To sum up, homelessness has serious implications for the health of individuals and populations. Based on the findings of the present study we expect to gain a better understanding on the health situation of homeless people in Germany and draw implications for its improvement by adapting services to changes in population demographics and morbidities. In order to improve health care services for homeless people, the further development of multifarious and diverse approaches seem necessary [53]. Thus, we expect the results to reveal a wide range of implications. For example, in a study conducted by Kaduszkiewicz et al. [13] a variety of concrete suggestions such as improving state funding and the range of health services and providing intermediate care centres were discussed. In order to achieve a long-term improvement, we believe it is inevitable to include and examine social policy and structural factors that contribute to or result in homelessness [54].

Limitations

A number of limitations have to be acknowledged. First, the present study is based on a mono-centred survey in the centre of Berlin and therefore under risk of selection bias. The infrastructure of a capital is most of the times better than in regional and smaller cities. Due to the low mobility of homeless people and a frequent word-of-mouth recommendation which reaches only certain communities the health centre likely shows a limited target audience. Further, low-threshold care services for homeless people differ in terms of specific target groups or the scope of (medical) services offered. Reasons are a wild growth of providers, sources of funding or location. Extending the current design to additional health care facilities would contribute to insure findings and reduce the risk of selection bias. Nonetheless, as described earlier the included health care centre is kind of a local ‘maximum provider’ for homeless and uninsured patients. Among the homelessness community the health centre is well known and many shelters and accommodations across Berlin often refer homeless people to the centre. Thus, findings of the present study will contribute to a general better understanding of the health situation and health needs of homeless people and provide impetus beyond local health policy makers. Further, the study’s design and methods including the strength of analysing secondary data collected under naturalistic conditions may serve future health research in hard to reach populations.

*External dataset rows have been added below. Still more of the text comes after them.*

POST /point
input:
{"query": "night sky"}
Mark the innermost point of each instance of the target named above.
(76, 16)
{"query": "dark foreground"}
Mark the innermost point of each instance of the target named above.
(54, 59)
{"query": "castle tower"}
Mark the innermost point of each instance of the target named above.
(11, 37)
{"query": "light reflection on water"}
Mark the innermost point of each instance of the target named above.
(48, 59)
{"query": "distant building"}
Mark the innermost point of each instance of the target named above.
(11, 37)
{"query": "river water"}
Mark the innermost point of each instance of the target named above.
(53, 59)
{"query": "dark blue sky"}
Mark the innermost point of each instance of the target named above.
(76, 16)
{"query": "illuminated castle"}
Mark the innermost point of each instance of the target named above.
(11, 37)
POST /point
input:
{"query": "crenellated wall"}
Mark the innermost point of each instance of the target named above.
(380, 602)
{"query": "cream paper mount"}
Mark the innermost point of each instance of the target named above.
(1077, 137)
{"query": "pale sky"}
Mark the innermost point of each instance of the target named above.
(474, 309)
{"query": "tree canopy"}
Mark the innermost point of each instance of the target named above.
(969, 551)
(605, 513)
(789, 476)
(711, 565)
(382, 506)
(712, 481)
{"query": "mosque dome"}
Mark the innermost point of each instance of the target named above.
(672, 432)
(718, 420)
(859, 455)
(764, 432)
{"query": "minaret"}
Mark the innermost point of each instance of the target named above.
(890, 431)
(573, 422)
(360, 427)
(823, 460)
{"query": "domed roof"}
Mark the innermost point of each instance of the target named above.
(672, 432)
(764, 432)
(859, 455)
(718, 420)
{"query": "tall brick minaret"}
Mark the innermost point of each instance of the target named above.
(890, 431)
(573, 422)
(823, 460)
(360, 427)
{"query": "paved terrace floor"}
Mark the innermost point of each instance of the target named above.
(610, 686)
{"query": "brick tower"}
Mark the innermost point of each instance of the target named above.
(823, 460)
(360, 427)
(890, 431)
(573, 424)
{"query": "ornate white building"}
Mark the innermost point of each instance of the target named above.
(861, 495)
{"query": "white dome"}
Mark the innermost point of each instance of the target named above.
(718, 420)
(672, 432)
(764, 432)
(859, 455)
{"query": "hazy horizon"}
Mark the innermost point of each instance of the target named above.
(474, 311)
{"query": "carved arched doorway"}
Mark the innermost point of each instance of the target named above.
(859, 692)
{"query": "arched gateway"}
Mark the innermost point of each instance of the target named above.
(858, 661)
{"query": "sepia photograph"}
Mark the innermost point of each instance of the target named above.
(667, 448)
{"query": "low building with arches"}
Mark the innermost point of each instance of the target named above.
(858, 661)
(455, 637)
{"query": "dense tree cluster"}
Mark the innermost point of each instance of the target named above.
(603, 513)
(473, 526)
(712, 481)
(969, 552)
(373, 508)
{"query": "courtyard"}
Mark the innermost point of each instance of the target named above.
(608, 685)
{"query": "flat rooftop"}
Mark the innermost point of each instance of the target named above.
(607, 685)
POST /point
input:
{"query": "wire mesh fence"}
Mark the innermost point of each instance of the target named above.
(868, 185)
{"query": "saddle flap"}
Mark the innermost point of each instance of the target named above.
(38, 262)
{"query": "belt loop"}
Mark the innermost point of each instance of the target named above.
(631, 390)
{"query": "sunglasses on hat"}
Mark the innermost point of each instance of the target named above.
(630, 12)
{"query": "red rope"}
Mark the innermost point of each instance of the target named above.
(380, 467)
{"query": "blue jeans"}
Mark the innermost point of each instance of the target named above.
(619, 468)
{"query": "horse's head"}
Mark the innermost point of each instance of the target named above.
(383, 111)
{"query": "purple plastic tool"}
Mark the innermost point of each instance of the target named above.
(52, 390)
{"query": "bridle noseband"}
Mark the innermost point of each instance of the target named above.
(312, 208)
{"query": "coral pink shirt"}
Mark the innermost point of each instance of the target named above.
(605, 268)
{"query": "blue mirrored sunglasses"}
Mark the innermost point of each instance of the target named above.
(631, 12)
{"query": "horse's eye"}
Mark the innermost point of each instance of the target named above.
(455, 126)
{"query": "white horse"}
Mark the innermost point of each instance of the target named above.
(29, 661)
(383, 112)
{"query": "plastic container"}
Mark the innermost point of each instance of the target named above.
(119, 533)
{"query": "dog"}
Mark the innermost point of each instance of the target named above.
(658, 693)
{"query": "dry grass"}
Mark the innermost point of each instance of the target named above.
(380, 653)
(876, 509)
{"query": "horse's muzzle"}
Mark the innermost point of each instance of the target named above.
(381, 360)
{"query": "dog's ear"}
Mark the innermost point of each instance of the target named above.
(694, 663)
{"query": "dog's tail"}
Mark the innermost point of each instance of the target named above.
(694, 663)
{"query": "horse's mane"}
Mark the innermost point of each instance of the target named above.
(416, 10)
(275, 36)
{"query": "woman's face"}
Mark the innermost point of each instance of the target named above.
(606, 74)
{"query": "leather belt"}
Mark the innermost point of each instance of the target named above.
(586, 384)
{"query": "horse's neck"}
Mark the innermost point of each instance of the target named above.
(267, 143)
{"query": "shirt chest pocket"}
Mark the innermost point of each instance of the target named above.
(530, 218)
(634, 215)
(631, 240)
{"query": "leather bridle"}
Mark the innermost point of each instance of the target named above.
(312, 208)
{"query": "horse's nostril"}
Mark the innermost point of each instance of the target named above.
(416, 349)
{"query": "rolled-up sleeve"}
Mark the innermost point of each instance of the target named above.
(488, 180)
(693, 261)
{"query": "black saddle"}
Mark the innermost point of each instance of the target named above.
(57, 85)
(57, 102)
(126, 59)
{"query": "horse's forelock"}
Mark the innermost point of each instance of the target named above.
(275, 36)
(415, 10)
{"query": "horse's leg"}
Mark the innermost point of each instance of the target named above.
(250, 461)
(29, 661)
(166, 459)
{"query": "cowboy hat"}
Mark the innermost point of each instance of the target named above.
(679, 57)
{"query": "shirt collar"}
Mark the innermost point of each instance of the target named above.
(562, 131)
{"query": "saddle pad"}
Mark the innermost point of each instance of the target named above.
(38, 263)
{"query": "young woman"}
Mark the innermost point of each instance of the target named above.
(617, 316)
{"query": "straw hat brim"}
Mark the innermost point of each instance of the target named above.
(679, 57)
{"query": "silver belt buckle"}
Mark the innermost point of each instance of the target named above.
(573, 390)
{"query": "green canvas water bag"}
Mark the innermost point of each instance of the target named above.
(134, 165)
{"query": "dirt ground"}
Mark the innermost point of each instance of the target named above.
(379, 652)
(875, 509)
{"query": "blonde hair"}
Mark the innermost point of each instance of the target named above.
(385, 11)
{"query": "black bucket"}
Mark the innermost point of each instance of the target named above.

Second, due to the unique health and social system in Germany the generalizability of findings will be constrained. This limitation has to be taken into account when interpreting results and comparing them to other health systems and countries. The German health system is not a universal healthcare system. Condition for access to medical services is the existence of a regular health insurance. However, despite standard statutory medical care, there are non-statutory welfare organisations that provide low-threshold universal care, especially for the homeless population. The Jenny De la Torre health centre represent such a low-threshold and free of charge care provider. It plays a key role in the medical care of their homeless patients, as it provides complementary universal care by primary physicians as well as medical specialists from different medical fields and in emergency cases, works together with hospitals in the surrounding area. Therefore, homeless individuals visit the centre for medical advice and care, for both, a short (acute symptoms) or a long (chronical conditions) period of time.

Conclusion

In conclusion, the GIG study will provide a unique and essential insight into social and health care needs of homeless individuals. The results will provide impetus on how to improve the social and health situation of homeless people for both policy makers and health care providers. We regard this research project as an important study for providing knowledge on standardised assessment of homeless peoples social and health conditions. This might be useful for adapting current public health reporting for this vulnerable group. Further, based on the results, we aim to draw conclusions and discuss implications.